基于两阶段分解与综合相对重要性分析的可解释风速预测

Abstract Crucial decision support for the efficient scheduling and operation of wind farms is provided by accurate wind speed forecasting, thereby ensuring the smart power grid’s stable operation. However, the inherent volatility and non-stationarity of wind speed sequences represent a challenge to enhancing forecasting accuracy. Current research indicates a close correlation between wind speed and various meteorological factors ; effectively utilizing these meteorological data can significantly improve the precision of wind speed predictions. This study introduces a novel short-term multivariate interpretable method for predicting wind speeds, aimed at enhancing both the accuracy and the interpretability of the forecasts.
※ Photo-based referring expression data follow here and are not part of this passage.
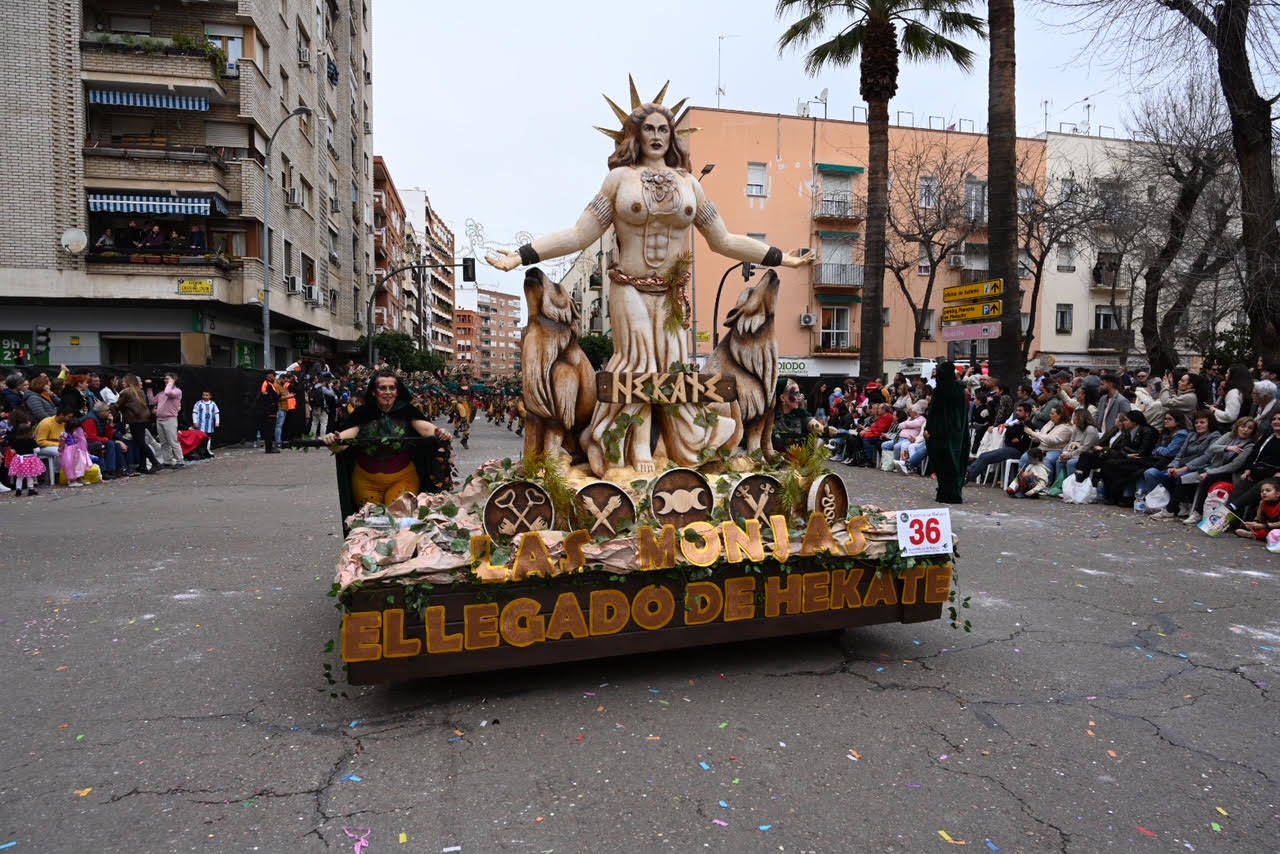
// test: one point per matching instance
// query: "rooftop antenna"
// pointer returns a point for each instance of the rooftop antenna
(720, 46)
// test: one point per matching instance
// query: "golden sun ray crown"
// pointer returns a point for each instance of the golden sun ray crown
(635, 101)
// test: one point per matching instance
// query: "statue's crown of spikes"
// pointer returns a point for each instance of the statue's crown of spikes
(635, 101)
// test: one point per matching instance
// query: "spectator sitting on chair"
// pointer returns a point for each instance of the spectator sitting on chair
(100, 432)
(1033, 479)
(1016, 442)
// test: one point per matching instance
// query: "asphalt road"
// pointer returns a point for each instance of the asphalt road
(164, 692)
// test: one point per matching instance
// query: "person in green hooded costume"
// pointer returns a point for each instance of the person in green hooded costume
(946, 434)
(380, 474)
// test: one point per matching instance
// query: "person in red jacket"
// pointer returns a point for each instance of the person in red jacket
(873, 435)
(100, 432)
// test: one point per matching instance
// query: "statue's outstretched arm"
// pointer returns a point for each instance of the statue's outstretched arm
(740, 246)
(589, 228)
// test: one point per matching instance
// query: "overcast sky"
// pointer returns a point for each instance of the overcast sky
(489, 104)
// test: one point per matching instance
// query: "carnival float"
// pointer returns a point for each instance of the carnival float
(649, 508)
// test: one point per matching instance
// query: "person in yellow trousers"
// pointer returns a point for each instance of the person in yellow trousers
(380, 473)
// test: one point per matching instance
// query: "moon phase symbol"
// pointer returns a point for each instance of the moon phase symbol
(680, 501)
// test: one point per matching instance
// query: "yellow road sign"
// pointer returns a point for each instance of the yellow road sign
(974, 311)
(976, 291)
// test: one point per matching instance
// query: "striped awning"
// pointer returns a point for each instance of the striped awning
(149, 100)
(120, 204)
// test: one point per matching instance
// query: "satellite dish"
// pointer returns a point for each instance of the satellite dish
(74, 241)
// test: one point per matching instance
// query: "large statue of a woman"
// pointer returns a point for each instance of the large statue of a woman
(652, 199)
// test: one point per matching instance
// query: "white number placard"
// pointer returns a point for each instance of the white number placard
(924, 531)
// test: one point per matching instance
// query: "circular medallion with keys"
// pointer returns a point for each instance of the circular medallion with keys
(516, 507)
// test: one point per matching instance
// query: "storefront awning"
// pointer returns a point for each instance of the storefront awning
(122, 204)
(149, 100)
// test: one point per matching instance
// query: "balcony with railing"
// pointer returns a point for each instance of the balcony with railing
(837, 275)
(1111, 339)
(839, 208)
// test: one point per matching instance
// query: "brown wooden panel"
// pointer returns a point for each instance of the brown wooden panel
(667, 387)
(631, 639)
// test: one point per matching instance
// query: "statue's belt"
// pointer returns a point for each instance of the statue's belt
(649, 283)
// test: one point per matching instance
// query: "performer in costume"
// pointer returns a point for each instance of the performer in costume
(946, 434)
(382, 474)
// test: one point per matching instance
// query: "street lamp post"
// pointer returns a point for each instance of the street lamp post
(693, 272)
(266, 238)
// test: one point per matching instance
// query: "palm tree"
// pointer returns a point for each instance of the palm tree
(877, 32)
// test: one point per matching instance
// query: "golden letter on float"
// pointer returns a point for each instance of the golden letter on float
(521, 624)
(703, 602)
(360, 635)
(394, 643)
(881, 590)
(567, 619)
(437, 639)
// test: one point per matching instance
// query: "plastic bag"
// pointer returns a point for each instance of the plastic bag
(1157, 498)
(1216, 521)
(1274, 542)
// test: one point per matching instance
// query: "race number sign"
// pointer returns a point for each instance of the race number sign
(924, 531)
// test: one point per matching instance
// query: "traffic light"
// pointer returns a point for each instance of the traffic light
(40, 338)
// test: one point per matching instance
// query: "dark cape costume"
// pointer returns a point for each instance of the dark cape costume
(429, 456)
(947, 428)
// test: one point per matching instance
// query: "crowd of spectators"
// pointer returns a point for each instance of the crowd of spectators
(1178, 438)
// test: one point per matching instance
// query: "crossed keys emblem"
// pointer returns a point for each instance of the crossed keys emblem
(754, 498)
(516, 507)
(607, 506)
(758, 503)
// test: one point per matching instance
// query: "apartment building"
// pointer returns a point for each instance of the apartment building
(498, 334)
(796, 181)
(389, 300)
(146, 127)
(466, 339)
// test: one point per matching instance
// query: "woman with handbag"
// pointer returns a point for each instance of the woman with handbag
(1229, 455)
(137, 415)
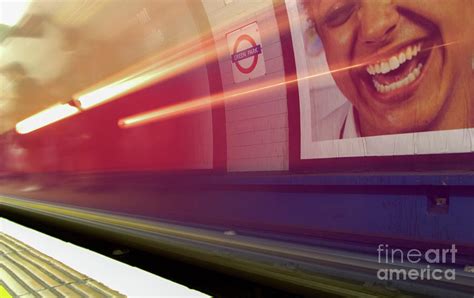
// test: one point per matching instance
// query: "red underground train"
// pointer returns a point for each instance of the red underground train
(285, 141)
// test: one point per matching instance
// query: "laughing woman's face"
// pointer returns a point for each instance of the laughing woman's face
(409, 62)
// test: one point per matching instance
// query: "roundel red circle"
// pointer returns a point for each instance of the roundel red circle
(249, 69)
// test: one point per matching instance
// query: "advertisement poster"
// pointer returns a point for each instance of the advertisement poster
(383, 78)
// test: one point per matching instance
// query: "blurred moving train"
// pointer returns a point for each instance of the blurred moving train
(192, 113)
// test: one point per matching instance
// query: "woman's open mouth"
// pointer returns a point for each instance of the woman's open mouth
(394, 77)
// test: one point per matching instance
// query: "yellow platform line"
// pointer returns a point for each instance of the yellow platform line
(4, 293)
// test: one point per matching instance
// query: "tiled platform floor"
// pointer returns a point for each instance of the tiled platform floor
(26, 272)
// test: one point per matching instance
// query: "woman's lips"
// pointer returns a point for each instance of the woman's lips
(392, 78)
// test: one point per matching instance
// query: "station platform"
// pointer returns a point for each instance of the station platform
(42, 266)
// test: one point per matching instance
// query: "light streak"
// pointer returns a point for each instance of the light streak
(204, 102)
(45, 117)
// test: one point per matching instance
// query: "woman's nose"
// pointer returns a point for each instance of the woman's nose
(378, 21)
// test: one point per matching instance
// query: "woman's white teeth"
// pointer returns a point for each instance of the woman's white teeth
(394, 62)
(413, 75)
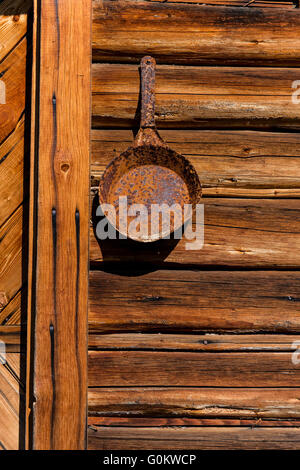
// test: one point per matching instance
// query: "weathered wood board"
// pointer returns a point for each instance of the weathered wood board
(195, 34)
(59, 242)
(200, 342)
(198, 97)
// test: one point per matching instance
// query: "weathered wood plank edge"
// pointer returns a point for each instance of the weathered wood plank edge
(58, 210)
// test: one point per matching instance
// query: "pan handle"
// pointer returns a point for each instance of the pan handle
(148, 64)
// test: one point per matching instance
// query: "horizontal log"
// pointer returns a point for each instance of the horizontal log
(11, 172)
(236, 162)
(237, 232)
(204, 438)
(182, 421)
(10, 336)
(239, 403)
(238, 3)
(195, 34)
(197, 97)
(208, 342)
(192, 369)
(248, 301)
(13, 74)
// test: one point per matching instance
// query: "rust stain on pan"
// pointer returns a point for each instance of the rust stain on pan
(150, 172)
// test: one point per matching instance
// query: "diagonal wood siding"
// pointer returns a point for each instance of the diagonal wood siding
(192, 349)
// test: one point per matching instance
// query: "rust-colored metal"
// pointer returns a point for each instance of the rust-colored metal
(149, 173)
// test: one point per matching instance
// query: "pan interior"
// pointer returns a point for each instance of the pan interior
(154, 178)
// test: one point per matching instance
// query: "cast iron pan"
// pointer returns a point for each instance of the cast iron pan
(148, 173)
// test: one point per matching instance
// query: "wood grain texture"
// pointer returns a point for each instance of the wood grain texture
(229, 163)
(183, 421)
(60, 267)
(11, 172)
(197, 97)
(237, 3)
(9, 402)
(13, 74)
(13, 24)
(179, 342)
(195, 34)
(10, 336)
(205, 300)
(192, 369)
(11, 255)
(239, 403)
(204, 438)
(10, 315)
(237, 232)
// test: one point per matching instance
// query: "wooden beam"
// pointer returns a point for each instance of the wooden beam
(204, 438)
(59, 225)
(173, 300)
(237, 232)
(195, 34)
(229, 163)
(240, 403)
(198, 97)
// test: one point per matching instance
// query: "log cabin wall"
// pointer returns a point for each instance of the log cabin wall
(193, 349)
(15, 65)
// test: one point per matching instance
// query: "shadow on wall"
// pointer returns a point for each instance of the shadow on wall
(122, 256)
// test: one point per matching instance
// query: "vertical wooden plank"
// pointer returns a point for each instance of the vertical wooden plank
(59, 225)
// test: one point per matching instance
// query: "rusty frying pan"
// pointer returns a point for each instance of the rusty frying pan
(149, 173)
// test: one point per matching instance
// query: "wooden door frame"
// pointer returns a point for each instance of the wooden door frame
(59, 226)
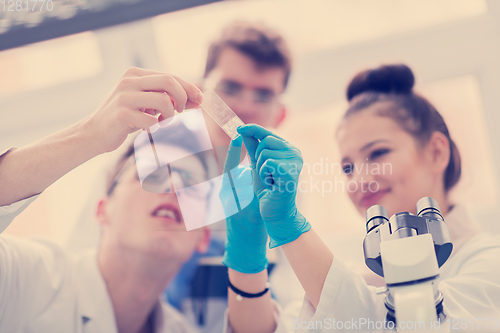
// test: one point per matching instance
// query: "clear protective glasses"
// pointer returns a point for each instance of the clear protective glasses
(172, 178)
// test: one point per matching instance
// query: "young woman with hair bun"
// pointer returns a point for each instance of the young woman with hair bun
(386, 122)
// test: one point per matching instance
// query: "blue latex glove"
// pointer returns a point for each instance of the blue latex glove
(246, 234)
(277, 164)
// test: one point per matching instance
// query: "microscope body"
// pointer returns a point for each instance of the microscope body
(407, 250)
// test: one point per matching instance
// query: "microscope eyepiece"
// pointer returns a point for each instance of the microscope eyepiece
(375, 216)
(428, 207)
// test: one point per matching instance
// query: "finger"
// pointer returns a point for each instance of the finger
(251, 145)
(137, 72)
(157, 84)
(139, 120)
(271, 155)
(150, 101)
(194, 95)
(233, 154)
(266, 173)
(271, 143)
(243, 176)
(256, 131)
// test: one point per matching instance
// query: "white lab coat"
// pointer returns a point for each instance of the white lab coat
(469, 281)
(44, 289)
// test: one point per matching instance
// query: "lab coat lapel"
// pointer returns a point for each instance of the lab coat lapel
(93, 298)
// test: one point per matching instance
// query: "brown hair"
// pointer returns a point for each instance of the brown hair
(265, 46)
(415, 114)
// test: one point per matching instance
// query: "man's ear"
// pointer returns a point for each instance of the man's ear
(282, 112)
(439, 146)
(204, 242)
(101, 213)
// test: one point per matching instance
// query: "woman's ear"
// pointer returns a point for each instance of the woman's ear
(101, 214)
(439, 146)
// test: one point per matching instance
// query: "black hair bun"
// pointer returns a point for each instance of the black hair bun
(386, 79)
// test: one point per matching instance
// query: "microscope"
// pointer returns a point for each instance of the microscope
(407, 250)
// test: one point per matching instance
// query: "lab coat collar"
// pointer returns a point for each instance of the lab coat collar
(92, 295)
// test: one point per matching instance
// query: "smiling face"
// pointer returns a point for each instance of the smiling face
(389, 166)
(151, 223)
(250, 90)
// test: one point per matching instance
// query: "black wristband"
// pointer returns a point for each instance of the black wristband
(240, 294)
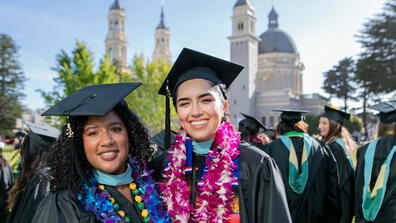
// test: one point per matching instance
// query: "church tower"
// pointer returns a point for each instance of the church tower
(244, 51)
(162, 51)
(116, 41)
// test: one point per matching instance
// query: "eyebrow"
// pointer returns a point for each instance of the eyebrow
(95, 126)
(200, 96)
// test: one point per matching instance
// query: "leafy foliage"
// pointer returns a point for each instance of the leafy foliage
(353, 124)
(338, 81)
(378, 38)
(145, 101)
(11, 84)
(313, 123)
(77, 71)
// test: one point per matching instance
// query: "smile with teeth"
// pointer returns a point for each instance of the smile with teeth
(198, 123)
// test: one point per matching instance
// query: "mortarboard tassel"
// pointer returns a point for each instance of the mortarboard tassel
(167, 117)
(76, 168)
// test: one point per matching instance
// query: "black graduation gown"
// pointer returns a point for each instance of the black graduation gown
(319, 201)
(27, 201)
(5, 186)
(261, 191)
(347, 182)
(387, 212)
(63, 207)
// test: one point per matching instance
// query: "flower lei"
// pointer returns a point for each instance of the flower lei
(216, 192)
(257, 140)
(96, 200)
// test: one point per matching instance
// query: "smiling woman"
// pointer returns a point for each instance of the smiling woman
(209, 175)
(98, 163)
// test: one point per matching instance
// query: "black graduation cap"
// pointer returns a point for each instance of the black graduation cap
(43, 130)
(252, 122)
(387, 111)
(42, 135)
(191, 64)
(92, 100)
(333, 113)
(291, 115)
(159, 139)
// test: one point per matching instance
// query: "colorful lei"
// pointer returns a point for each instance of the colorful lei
(96, 199)
(216, 192)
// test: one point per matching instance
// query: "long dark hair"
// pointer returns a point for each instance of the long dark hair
(60, 160)
(33, 150)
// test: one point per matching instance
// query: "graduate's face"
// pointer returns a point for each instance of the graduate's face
(324, 126)
(106, 143)
(199, 108)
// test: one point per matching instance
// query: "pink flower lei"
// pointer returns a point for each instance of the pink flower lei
(216, 192)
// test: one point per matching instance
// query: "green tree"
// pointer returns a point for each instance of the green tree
(146, 101)
(378, 38)
(11, 84)
(313, 123)
(367, 91)
(77, 71)
(338, 81)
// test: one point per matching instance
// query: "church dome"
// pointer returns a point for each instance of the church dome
(274, 39)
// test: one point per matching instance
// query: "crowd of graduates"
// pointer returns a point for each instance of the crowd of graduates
(104, 167)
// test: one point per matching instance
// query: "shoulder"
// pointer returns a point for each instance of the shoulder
(251, 154)
(62, 206)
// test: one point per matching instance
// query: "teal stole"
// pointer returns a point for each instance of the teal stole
(372, 199)
(297, 180)
(114, 180)
(347, 152)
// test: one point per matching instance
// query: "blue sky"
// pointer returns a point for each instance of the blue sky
(324, 31)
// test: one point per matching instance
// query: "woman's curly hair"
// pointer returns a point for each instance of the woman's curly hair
(60, 158)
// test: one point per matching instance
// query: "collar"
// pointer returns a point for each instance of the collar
(114, 180)
(202, 147)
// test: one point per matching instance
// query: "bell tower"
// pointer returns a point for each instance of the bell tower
(116, 41)
(162, 51)
(244, 51)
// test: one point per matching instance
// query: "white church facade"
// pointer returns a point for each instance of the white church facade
(273, 73)
(272, 78)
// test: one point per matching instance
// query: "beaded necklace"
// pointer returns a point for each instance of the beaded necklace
(95, 198)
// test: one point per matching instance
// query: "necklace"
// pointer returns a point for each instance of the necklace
(216, 193)
(95, 198)
(135, 192)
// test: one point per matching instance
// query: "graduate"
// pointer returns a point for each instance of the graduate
(98, 162)
(375, 190)
(210, 175)
(249, 129)
(34, 181)
(309, 172)
(5, 184)
(339, 141)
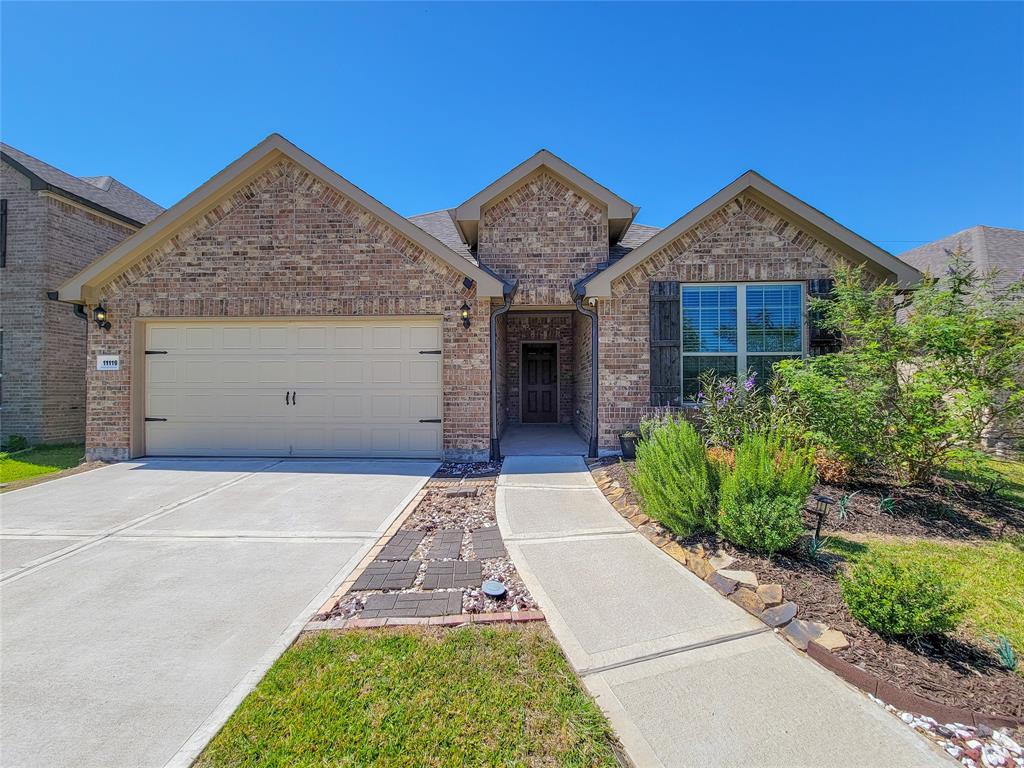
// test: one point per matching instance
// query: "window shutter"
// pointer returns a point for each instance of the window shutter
(665, 384)
(821, 341)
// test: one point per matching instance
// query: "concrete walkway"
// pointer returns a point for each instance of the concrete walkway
(685, 677)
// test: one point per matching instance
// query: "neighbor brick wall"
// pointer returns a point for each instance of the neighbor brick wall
(48, 241)
(743, 241)
(546, 235)
(525, 327)
(287, 245)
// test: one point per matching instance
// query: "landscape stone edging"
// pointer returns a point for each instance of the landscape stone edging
(902, 699)
(456, 620)
(695, 560)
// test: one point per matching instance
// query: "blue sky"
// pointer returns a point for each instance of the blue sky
(904, 122)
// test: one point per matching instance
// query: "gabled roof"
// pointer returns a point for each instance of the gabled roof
(81, 288)
(440, 225)
(103, 194)
(992, 250)
(621, 212)
(827, 229)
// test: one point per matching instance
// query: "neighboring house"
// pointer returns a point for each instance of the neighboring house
(52, 225)
(280, 310)
(996, 253)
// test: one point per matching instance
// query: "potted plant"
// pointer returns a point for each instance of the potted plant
(628, 442)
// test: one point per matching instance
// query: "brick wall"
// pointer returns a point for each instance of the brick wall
(287, 245)
(524, 327)
(583, 375)
(743, 241)
(501, 388)
(546, 235)
(48, 241)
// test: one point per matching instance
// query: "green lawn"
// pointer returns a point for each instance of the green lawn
(990, 578)
(474, 696)
(39, 461)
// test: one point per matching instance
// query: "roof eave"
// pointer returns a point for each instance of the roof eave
(38, 183)
(81, 288)
(599, 284)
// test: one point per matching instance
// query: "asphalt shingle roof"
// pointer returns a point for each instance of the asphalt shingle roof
(103, 192)
(990, 249)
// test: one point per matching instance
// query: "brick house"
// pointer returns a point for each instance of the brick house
(280, 310)
(53, 224)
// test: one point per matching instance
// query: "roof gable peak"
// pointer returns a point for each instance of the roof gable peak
(467, 215)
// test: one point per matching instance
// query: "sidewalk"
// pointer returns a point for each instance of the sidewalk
(686, 677)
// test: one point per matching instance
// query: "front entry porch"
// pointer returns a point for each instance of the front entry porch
(543, 439)
(543, 382)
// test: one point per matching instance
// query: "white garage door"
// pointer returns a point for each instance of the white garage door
(369, 387)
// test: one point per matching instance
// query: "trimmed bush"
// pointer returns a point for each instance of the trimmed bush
(901, 600)
(675, 482)
(763, 492)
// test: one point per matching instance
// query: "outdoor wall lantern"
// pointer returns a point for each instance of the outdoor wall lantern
(99, 314)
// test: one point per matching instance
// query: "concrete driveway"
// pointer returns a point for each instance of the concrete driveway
(140, 602)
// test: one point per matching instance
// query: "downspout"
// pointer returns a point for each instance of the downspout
(578, 296)
(509, 295)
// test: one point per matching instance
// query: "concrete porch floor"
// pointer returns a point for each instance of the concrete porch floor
(543, 439)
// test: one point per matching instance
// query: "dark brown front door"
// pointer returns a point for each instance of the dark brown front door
(540, 384)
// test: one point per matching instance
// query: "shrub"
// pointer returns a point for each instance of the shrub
(673, 477)
(901, 600)
(914, 389)
(763, 493)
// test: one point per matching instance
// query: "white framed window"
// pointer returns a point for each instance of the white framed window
(730, 328)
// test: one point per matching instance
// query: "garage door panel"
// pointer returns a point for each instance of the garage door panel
(424, 337)
(387, 337)
(271, 337)
(310, 372)
(424, 372)
(360, 388)
(386, 372)
(349, 372)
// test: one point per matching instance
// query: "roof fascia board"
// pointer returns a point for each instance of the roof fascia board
(619, 209)
(40, 184)
(81, 288)
(848, 242)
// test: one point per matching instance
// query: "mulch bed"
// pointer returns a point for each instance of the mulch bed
(956, 670)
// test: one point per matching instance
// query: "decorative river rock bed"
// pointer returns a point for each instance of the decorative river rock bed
(433, 555)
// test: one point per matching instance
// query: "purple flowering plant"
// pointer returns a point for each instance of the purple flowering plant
(728, 408)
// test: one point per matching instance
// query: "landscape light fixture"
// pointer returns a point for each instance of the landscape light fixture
(821, 505)
(99, 314)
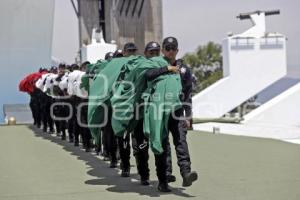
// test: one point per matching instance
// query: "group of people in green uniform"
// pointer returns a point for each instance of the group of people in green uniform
(125, 102)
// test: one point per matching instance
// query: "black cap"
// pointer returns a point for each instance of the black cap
(118, 53)
(109, 55)
(62, 66)
(130, 46)
(53, 69)
(170, 42)
(152, 46)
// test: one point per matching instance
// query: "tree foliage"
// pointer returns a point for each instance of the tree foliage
(206, 64)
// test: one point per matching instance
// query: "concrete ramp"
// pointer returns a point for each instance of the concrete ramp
(251, 62)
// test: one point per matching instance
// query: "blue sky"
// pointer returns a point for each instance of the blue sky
(194, 23)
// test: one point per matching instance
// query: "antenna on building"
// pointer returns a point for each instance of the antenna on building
(97, 36)
(258, 19)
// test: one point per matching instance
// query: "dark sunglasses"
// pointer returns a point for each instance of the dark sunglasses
(131, 50)
(170, 48)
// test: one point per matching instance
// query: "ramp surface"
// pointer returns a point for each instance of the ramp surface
(36, 166)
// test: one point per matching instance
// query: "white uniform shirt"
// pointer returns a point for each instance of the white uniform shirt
(73, 76)
(80, 92)
(40, 82)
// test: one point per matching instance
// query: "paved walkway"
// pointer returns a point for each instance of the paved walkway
(36, 166)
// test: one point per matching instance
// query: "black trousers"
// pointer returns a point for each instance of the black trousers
(46, 117)
(178, 129)
(110, 138)
(124, 149)
(140, 146)
(70, 123)
(82, 111)
(35, 108)
(61, 111)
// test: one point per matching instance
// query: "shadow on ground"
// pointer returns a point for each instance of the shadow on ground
(106, 176)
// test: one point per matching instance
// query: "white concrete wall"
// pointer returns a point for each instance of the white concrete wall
(25, 43)
(250, 65)
(94, 52)
(282, 109)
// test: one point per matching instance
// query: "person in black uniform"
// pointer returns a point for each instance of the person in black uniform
(46, 104)
(124, 142)
(177, 125)
(82, 107)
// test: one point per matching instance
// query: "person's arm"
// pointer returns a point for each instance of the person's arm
(152, 74)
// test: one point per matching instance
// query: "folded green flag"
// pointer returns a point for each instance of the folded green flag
(161, 99)
(127, 96)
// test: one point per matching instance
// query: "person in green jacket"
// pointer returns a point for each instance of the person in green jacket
(177, 121)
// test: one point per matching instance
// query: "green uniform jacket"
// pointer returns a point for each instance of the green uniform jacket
(161, 98)
(127, 96)
(100, 92)
(134, 90)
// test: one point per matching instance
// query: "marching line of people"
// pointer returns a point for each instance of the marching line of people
(95, 103)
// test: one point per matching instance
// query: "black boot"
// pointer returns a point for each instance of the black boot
(125, 172)
(164, 187)
(189, 178)
(171, 178)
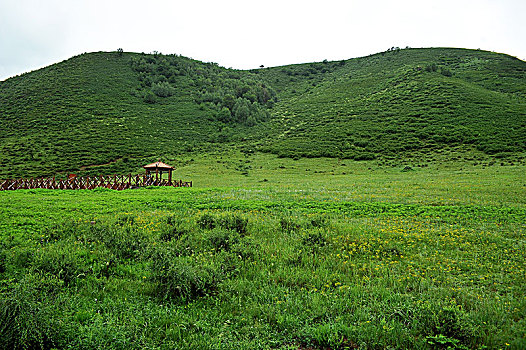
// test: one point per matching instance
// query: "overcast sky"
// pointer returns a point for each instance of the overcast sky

The proposed model integrates a two-stage decomposition process , comprehensive relative importance analysis (CRIA), a Newton–Raphson-based optimizer (NRBO), and interpretable deep learning model, temporal fusion transformers (TFT). The methodology begins with the multivariate variational mode decomposition (MVMD) of wind speed data and nine meteorological variables, resulting in multiple nonlinear subsequences . These subsequences are further decomposed into sub-modes using complete ensemble empirical mode decomposition with adaptive noise (CEEMDAN). A novel feature selection method based on CRIA is then employed to identify the most informative subsequences in order to reduce the computational complexity of the model, prevent overfitting, and enhance the model’s generalization ability. Subsequently, the NRBO algorithm is used to optimize the hyperparameters of TFT. Experimental results demonstrate that the MVMD-CEEMDAN-CRIA-NRBO-TFT model proposed in this paper possesses superior predictive accuracy compared to seventeen other benchmark forecasting models. Additionally, the interpretable outcomes of the model provide an enriched perspective of relevant data and analytical insights for decision-making processes.